There are only a few hours left of 2008. As I look back, I could never have even come close to predicting what this year would bring us.
I found out about you on January 12th. Your sister knew you were in my tummy before I even knew you were there. It was just a simple comment from her when she was lying on my stomach — “Mommy, there is a baby in there.” How did she know? Daddy and I just looked at each other wondering if perhaps this explained what turned out to be morning sickness. At that time, you had already been a part of me for 9 weeks. I remember being freaked out. After all, it had been 7 years since our last infertility treatment.
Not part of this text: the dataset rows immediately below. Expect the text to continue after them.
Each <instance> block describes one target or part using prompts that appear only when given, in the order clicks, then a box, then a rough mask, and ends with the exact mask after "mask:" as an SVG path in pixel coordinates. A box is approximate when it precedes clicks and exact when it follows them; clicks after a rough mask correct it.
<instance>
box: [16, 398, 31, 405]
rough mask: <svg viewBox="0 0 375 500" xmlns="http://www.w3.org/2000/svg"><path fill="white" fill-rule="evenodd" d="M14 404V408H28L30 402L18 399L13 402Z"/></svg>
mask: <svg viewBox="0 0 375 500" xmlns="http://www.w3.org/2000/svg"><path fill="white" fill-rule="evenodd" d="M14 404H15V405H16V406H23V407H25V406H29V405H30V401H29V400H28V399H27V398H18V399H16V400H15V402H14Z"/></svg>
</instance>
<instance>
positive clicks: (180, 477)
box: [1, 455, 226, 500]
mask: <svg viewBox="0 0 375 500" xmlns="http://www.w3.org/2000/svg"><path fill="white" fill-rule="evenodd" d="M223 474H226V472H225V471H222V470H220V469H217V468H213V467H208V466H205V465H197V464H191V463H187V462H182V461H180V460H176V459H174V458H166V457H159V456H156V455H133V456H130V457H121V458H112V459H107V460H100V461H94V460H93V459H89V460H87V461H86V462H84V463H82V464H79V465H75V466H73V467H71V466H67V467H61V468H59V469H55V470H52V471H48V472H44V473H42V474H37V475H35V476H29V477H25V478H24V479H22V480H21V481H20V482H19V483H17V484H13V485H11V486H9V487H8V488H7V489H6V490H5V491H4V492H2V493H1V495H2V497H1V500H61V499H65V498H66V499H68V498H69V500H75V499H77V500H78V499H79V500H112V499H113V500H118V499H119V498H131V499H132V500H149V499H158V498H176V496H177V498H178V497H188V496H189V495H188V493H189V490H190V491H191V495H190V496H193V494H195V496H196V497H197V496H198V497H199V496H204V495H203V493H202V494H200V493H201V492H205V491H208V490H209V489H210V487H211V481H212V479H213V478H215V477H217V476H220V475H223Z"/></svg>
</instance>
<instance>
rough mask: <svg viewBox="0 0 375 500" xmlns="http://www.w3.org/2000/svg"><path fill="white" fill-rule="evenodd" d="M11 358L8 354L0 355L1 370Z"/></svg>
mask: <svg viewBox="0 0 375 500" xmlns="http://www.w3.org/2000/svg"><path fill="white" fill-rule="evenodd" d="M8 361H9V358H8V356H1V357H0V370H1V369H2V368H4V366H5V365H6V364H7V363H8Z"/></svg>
After 4 IVFs and three miscarriages, I was just in shock that you were in there. Sure enough, a pregnancy test the next morning confirmed with Little Girl A had already known.
We had a rough third trimester, you and I. I remember breaking down when at 29 weeks Dr. S. said that you may need to be born that week because my blood pressure was 210/110. I never had high blood pressure before that week. But after two months of strict bedrest, I’m so glad that we were able to hold on until that 36th week.
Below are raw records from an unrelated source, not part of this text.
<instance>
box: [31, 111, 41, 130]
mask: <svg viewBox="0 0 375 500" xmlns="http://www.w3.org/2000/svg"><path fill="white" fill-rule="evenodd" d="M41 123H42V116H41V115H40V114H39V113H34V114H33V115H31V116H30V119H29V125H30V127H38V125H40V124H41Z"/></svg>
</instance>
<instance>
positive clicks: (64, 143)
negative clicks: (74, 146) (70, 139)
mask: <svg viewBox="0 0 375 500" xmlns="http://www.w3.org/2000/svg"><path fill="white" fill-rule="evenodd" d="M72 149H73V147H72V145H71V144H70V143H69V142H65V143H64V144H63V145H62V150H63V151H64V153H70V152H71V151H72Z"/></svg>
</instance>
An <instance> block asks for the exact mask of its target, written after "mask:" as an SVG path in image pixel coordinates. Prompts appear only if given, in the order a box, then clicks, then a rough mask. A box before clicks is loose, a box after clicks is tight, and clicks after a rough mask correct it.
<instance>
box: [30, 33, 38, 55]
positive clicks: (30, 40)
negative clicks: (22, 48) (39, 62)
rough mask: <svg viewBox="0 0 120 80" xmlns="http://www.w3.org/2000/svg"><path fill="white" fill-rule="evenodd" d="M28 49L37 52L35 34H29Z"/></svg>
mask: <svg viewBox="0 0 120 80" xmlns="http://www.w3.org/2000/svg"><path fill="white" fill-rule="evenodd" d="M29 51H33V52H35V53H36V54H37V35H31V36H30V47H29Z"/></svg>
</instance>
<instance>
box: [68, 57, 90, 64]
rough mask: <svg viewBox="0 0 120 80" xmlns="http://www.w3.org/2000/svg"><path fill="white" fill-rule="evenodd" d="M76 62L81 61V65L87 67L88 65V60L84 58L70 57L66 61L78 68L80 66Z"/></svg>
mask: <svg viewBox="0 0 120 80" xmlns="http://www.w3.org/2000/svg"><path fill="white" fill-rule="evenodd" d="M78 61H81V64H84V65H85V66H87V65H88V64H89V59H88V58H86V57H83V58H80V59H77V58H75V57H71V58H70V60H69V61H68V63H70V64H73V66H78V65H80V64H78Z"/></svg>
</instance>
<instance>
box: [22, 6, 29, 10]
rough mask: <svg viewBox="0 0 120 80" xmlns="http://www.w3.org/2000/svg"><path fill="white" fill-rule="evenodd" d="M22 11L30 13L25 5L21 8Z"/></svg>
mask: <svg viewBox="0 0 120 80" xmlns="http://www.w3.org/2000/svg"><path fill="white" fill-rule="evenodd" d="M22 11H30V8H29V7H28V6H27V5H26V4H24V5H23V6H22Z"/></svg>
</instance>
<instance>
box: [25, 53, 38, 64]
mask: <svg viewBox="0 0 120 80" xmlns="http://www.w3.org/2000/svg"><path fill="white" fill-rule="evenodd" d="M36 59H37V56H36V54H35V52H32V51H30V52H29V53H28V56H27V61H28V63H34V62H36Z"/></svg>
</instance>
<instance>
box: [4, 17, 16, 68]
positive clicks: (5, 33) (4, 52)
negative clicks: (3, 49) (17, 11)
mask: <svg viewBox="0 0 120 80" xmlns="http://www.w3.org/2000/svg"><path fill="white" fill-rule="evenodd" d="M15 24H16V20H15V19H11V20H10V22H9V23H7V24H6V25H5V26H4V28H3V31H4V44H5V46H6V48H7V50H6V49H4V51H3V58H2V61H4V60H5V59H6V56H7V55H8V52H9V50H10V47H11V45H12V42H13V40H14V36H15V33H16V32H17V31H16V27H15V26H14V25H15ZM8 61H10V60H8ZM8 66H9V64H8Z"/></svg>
When you were born, you were perfect. As soon as Dr. S. lifted you out, you started crying. Such a welcome sound since we didn’t know if your lungs were developed enough. But you were ready to make your mark on the world! Apgars 8 and 9. Ten fingers, ten toes.
We only shared one day, the first day of life, that was stress free medically. From the second day of life, you have faced so many challenges and scares. You proved to the NICU doctors that you were a strong girl. You have been poked and prodded dozens of times in your short five months, and you handled it better than I ever could have. Even after that horrific skin biopsy and laryngoscope experience, you still recovered within minutes and showed me that beautiful smile of yours while I was still shook up from the experience.
You are such a charmer. You have a way to make everyone who meets you fall in love with you. I remember when Dr. G., your genetics doctor, first met you. He was very straight-to-the point until you smiled at him. He melted like a puppy and totally changed his whole tone of conversation. You are such a beautiful girl. You even have your big brother and big sister wrapped around your little finger.
I love your touch. I cherish every moment we have together cuddling together, even when it is for more than an hour. I just love having you around me. I love the smell of you. I love the feel of your fingers and little hands, especially your toes. I love stroking your hair while you lay on me just staring into my eyes. I love when you just stare at me for long periods of time…what are you thinking? I love the fact that you get excited when you see me come into a room. I love that you feel instant comfort in my arms when you are upset and crying. I love watching you sleep on your daddy like you are now. I love watching your brother and sister try so hard to make you laugh and then watching their face when you do.
There has never been a day that I haven’t worried about you. I worry about your future. I worry about your pain. I cry often just thinking about you. The doctor’s think that you may have a horrific and debilitating disease that would take you away from us in just a few years. I just cannot accept that right now. I have a hard time believing that God would give you to us just to take you away from me. There is a reason that you are here.
But no matter what the diagnosis is, I promise you this. I will fight for you. I will fight night and day. I will do whatever it takes to find a treatment and cure for you. I will reach out to every person in this world if I have to just to find the one needle in the human haystack that can help you. I promise that I will make you comfortable and keep you as happy and painfree as possible. I will never, ever give up on you.
I am so in love with you, my dearest little Hannah. I hope that 2009 brings us good news.